Es preciso aclarar, que, a pesar de haber gozado con la lectura del mentado libro, escrito para honra de don Alonso y Sancho, que no soy yo mujer desocupada. Digo esto para callar voces acusatorias contra mi persona, sin que por ello me importe mucho.

El razonamiento y el entendimiento de esas gentes, pretende hacernos creer que, quien goza de las vidas ajenas, esas que hay en libros de caballerías, suelen ser personas ociosas y sin ocupación, vividores que, como reyes, viven de sudores ajenos viéndolas venir, lectores desocupados, sin oficio ni beneficio. Bien sabe el señor Cide Hamete Benengeli, su autor, que cada hogaza que me como, si no la amaso con mis manos es de milagro, y que cada trozo de queso que a mi boca llega, lo he puesto en la pleita con mis propias manos, y alguna vez hasta ordeñar las ubres de las ovejas y de las cabras, sin que por ello me quejara de las grietas de mis manos.

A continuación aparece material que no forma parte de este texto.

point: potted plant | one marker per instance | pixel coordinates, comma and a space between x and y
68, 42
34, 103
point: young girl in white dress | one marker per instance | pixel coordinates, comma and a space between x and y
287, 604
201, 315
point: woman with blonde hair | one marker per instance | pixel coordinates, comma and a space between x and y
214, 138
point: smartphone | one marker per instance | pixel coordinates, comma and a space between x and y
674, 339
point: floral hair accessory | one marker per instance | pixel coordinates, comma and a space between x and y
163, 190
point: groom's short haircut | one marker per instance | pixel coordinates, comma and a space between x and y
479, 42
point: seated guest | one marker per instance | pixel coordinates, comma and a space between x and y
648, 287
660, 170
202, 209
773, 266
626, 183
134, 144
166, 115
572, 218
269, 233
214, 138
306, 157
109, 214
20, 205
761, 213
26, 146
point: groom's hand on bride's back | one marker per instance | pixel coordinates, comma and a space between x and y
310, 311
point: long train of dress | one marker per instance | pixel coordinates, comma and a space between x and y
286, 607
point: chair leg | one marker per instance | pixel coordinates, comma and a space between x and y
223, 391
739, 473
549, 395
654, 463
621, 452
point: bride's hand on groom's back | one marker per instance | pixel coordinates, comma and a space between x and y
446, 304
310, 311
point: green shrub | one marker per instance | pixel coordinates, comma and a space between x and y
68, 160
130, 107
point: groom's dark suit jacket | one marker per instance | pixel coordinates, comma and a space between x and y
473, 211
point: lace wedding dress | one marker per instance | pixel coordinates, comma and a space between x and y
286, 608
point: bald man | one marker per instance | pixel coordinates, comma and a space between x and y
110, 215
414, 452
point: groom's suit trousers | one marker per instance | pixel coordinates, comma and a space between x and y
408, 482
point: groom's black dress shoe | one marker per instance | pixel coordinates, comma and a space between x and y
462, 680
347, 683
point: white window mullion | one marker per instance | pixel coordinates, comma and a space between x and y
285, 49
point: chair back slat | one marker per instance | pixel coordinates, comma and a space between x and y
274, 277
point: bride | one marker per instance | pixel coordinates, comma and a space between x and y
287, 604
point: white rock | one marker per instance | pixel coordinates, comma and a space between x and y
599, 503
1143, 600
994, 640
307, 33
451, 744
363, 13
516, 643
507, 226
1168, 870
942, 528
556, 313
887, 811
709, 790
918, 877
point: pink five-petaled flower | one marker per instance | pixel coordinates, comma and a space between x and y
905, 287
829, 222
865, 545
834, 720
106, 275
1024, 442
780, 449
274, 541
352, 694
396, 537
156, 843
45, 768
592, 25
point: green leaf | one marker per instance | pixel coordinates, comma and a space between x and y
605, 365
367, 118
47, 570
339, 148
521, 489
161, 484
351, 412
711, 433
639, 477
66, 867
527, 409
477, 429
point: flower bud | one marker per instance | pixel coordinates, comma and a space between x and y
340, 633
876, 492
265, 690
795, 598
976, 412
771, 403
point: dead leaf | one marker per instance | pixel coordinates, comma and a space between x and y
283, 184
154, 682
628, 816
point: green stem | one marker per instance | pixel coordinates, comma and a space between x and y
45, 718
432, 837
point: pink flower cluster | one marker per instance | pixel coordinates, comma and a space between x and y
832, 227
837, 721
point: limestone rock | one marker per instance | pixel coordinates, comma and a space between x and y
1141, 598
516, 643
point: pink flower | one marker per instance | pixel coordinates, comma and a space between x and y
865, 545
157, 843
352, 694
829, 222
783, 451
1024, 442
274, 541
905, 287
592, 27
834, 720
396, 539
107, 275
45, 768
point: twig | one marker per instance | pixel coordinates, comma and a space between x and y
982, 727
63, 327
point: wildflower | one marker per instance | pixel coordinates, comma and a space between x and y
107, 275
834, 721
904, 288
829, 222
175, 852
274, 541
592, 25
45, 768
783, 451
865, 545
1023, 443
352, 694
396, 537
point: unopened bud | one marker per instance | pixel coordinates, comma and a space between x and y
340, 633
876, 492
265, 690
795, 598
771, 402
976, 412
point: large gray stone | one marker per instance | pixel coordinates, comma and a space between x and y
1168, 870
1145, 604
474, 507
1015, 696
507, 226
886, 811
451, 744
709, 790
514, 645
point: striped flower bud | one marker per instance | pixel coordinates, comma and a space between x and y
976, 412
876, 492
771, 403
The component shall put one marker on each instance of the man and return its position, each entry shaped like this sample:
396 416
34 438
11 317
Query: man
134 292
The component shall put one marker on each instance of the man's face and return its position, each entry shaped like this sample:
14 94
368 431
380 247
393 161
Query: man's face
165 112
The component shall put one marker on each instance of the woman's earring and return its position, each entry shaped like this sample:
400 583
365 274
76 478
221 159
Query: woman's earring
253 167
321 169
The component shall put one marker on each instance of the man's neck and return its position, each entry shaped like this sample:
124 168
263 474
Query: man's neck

Si gusto del placer de la lectura, es a costa de robarle horas al sueño. Bien que lo sabe él, que mientras la cera se consumía, con esa misma luz, que él escribía, yo leía. Decir que era su cuerpo y su cabeza la que tenía que esquivar para encontrar el resquicio de débil luz que me permitiese leer en las nocturnas horas que compartimos. En esta tercera ocasión, en que comienzo a escribir mis recuerdos, debo aclarar, que es bien cierto, y que hace honor a la verdad cuando en su prólogo el señor Cide Hamete Benengeli dice: «Pero yo, que, aunque parezco padre, soy padrastro de don Quijote».

Gran verdad escribió y no mintió. El padre de Don Quijote fue don Alonso Quijano, mismamente, en su primera parte, y mi señor padre Sancho Panza, en matrimonio con su difunto amo, fue padre de la segunda. Eso, si alguna vez llega a salir esa prometida segunda parte, que ocho años de su marcha, no tengo noticias de ella. No dudo de su palabra, siendo, que es, hombre honrado y siempre ha pagado con creces posada y memoria de mi señor padre.  He de decir, que embaucó, con su fácil plática y razonamientos a don Alonso Quijano.  Prometiéndole convertirle en el más afamado caballero que bajo los cielos de la Mancha y el mundo entero cabalgó, un hidalgo de alta alcurnia, cumpliendo sobradamente su palabra. No sienta temor, ni escandalizado se eche las manos a la cabeza, mi señor Cide Hamete Benengeli, de que yo pueda llegar a calumniarle. Nunca fue, ni será mi intención —aunque lo pudiese parecer—pero, sí, hacerle notar gentil caballero que quien se pica ajos come, sépalo vuestra merced. No lo tome como ofensa, que vuestra merced me enseñó el arte de la ironía. Sepa que es chanza de mujer ignorante. Mujer que sobradamente sabe que ningún caballero castellano ha existido sobre estas tierras más generoso y honrado que Cide Hamete Benengeli, que siendo pobre siempre supo agradecer.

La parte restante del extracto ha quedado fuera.